Garner's daughter and Robinson's grandson were among 122 homicides in 2005. Photo by Rick Wood.
The following is part of an article by John Diedrich, Journal Sentinel, METRO Section, December 31, 2005.
"Milwaukee cannot just keep doing the same things and expect that things are going to change very much".
- John Hoffmire,
Director of the Center on Business and Poverty at the University of Wisconsin-Madison
By the Numbers
The challenges facing Milwaukee's urban core are unique in their extremes. Although the numbers don't reflect the initiatives under way to rebuild the inner-city economy, here's a statistical snapshot of the city, based on the latest available data:
Milwaukee has the highest rate of black poverty among the nation's 30 largest cities. The 2000 Census said 33.3% of the black population is living below the poverty level, 34% higher than the national poverty rate.
Black family income in Milwaukee was 23% lower than the national figure in 2000. Milwaukee also ranked 49th among the nation's 50 largest metro areas in the disparity in income between blacks and whites.

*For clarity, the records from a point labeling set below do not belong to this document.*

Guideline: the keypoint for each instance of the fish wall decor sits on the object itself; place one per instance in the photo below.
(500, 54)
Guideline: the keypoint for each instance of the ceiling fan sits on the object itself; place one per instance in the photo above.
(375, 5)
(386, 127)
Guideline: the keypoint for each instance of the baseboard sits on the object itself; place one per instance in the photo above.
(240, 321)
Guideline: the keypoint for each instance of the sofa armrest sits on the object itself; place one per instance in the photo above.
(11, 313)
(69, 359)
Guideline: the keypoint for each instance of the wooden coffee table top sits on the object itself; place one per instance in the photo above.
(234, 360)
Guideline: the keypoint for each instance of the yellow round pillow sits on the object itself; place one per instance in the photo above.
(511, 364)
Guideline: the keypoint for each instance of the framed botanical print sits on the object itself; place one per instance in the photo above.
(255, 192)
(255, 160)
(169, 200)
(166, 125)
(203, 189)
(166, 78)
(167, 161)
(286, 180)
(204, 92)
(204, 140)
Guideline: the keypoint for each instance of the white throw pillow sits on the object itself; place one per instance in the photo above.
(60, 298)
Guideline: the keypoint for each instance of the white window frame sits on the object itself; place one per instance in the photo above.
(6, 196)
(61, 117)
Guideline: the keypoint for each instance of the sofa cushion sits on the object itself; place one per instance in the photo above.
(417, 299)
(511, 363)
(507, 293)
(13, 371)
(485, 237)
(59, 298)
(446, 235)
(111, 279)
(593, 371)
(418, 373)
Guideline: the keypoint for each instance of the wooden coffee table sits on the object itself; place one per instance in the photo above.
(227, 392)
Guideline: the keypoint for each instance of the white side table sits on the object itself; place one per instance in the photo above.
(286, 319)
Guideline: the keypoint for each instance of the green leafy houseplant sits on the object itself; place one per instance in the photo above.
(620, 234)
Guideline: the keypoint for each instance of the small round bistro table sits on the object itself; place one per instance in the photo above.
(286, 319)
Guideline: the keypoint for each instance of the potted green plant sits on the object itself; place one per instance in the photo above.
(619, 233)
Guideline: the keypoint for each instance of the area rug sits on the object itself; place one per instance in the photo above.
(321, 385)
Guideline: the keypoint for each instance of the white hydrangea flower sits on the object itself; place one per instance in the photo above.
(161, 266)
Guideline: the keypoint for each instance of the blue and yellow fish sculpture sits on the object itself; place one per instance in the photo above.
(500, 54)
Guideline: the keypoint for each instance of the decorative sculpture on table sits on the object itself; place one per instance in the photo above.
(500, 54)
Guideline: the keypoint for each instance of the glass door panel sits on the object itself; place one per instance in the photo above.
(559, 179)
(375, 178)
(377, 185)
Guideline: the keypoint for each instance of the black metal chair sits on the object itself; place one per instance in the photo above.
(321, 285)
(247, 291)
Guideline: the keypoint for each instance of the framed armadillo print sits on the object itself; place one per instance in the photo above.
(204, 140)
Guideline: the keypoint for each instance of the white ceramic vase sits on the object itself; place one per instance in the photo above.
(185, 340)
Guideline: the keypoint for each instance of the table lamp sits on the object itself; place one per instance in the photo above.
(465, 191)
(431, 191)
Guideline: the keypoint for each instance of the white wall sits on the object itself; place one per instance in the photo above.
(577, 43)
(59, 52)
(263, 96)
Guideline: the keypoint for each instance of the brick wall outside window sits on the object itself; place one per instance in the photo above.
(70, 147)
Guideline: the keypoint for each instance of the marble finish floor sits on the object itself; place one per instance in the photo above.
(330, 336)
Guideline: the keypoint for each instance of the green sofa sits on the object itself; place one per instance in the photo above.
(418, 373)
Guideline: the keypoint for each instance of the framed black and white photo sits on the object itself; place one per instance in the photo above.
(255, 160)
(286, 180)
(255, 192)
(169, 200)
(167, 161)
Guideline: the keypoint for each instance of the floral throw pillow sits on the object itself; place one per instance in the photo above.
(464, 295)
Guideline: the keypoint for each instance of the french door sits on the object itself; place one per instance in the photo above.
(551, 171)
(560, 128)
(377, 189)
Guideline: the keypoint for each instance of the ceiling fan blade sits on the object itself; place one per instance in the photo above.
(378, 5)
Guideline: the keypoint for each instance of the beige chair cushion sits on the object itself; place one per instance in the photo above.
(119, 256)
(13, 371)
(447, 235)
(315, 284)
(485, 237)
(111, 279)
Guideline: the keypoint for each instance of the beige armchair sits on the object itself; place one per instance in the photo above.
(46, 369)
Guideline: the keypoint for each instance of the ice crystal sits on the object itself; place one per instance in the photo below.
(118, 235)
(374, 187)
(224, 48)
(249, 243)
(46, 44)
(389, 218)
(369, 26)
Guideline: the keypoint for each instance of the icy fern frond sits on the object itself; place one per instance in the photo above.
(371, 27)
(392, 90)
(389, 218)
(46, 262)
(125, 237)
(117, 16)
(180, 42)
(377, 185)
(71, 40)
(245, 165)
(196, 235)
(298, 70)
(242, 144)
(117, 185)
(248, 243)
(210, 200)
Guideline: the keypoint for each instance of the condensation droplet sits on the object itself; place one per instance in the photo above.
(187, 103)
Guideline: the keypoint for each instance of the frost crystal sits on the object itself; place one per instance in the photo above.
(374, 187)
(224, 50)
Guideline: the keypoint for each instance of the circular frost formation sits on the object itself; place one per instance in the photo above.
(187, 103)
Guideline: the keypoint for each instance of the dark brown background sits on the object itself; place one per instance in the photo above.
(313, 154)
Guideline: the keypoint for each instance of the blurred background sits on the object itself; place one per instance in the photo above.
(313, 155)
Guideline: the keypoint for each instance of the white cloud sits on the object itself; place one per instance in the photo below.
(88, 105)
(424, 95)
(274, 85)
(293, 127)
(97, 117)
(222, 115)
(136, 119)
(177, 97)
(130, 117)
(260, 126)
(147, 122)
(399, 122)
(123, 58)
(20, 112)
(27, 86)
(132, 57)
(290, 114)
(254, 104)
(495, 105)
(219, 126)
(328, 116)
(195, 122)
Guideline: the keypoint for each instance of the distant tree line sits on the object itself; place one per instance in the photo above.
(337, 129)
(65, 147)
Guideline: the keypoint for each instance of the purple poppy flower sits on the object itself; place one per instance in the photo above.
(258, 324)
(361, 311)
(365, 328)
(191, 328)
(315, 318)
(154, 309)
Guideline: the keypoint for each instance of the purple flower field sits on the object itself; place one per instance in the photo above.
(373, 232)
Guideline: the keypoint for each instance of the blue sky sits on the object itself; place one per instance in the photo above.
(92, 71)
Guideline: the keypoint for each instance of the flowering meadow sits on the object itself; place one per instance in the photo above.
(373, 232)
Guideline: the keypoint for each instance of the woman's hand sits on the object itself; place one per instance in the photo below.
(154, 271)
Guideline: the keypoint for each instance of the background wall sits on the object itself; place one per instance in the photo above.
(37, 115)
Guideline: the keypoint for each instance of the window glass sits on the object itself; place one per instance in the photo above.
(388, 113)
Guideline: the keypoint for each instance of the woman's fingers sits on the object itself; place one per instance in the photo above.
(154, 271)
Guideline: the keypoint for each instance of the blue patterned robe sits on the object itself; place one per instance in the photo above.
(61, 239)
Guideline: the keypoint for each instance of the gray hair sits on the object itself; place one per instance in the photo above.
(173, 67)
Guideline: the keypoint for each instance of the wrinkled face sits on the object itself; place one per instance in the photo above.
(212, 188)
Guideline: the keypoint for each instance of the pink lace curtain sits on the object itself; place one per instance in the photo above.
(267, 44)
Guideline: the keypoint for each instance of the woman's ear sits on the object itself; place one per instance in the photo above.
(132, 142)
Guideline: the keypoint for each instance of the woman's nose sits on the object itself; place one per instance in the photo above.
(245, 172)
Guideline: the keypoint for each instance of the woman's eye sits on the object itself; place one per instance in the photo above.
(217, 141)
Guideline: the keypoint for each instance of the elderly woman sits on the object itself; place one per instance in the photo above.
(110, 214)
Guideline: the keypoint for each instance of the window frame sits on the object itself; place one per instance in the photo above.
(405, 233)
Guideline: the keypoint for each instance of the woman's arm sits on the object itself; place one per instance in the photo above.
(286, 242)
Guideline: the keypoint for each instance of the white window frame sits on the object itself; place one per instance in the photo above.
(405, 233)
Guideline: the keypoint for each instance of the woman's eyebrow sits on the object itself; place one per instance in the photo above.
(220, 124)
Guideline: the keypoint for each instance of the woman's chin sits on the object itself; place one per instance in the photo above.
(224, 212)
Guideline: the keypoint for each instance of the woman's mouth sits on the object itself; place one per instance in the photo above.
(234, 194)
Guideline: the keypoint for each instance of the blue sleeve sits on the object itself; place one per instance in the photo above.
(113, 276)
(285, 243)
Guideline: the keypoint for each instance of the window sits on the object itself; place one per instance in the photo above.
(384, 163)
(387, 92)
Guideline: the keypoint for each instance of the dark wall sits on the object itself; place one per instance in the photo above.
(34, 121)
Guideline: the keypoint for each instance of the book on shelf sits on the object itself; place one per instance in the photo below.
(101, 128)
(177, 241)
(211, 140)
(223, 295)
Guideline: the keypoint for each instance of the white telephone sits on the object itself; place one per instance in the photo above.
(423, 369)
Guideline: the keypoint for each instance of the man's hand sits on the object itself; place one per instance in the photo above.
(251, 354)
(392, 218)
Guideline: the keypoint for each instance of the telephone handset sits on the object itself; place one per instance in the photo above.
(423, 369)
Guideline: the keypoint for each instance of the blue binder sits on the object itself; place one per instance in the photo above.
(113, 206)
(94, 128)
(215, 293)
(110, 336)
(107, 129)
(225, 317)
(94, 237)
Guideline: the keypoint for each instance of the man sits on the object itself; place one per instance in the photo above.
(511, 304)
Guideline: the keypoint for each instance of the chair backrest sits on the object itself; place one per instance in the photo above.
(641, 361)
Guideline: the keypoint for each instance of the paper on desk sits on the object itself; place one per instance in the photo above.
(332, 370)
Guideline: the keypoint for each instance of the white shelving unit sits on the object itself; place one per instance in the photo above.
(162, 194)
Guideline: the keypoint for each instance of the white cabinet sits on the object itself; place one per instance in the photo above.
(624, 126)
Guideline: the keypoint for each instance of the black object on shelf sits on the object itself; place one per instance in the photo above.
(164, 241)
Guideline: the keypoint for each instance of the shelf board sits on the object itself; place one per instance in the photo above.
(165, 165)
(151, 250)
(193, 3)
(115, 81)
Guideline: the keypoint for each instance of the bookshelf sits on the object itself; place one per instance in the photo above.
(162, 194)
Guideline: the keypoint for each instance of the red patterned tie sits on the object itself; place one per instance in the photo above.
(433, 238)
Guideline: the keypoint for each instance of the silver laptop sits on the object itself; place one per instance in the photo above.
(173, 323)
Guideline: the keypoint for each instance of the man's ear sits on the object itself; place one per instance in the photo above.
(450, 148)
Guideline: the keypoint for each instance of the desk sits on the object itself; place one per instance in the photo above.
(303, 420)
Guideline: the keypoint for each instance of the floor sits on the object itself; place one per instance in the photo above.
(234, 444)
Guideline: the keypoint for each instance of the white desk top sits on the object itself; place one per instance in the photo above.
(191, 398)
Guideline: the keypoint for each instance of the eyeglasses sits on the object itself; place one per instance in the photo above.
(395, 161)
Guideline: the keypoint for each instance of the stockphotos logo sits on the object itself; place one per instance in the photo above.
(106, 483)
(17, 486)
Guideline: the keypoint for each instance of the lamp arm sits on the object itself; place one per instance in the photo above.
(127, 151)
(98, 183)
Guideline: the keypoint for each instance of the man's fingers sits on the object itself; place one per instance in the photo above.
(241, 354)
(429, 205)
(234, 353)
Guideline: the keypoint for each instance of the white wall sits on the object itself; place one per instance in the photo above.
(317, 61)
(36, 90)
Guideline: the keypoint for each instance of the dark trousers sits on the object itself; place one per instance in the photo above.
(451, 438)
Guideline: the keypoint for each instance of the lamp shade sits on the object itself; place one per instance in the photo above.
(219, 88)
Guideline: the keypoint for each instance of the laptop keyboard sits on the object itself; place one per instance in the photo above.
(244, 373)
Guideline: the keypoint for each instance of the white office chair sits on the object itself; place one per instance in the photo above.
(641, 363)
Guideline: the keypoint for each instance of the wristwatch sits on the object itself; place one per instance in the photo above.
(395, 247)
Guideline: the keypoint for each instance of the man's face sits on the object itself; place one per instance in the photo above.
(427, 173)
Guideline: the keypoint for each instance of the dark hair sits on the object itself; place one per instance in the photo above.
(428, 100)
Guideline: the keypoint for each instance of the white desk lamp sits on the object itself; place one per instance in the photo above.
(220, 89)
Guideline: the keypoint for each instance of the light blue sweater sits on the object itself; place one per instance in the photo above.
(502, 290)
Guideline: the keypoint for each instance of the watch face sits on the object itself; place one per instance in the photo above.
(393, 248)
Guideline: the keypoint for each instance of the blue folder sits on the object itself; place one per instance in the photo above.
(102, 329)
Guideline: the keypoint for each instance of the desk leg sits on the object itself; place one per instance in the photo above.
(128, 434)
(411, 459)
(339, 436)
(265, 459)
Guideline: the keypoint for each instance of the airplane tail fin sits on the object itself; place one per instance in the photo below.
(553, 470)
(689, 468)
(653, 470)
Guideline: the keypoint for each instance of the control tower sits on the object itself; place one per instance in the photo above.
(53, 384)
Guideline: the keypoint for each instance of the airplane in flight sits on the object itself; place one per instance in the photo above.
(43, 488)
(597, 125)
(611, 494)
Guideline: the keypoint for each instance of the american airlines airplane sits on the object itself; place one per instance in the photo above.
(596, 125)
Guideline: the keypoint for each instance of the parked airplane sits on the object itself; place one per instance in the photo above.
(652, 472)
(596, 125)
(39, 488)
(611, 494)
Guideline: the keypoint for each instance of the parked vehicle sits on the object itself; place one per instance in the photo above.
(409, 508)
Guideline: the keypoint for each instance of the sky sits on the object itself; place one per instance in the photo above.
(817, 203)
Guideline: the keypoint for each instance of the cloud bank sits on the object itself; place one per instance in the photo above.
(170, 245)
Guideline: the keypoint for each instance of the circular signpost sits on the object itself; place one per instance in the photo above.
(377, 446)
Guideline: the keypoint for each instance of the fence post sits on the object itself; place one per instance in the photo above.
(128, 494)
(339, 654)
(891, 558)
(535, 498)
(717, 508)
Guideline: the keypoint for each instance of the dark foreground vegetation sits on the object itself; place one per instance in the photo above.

Milwaukee had the highest black unemployment rate of the major cities surveyed in 2002 by the Bureau of Labor Statistics. The bureau also found that 59% of Milwaukee's black males 16 and older were idle, and that the city's black unemployment rate was more than three times its white unemployment rate.
In 2003, an estimated 48% of Milwaukee black children under age 5 lived in poverty. Nationally, the Census Bureau estimated that 39% of all black children under 5 were living below the poverty level.
Wisconsin - where three of every four African-Americans live in Milwaukee - has the nation's highest rates of black teenage births and black incarceration, according to the Kaiser Family Foundation and U.S. Justice Department, respectively.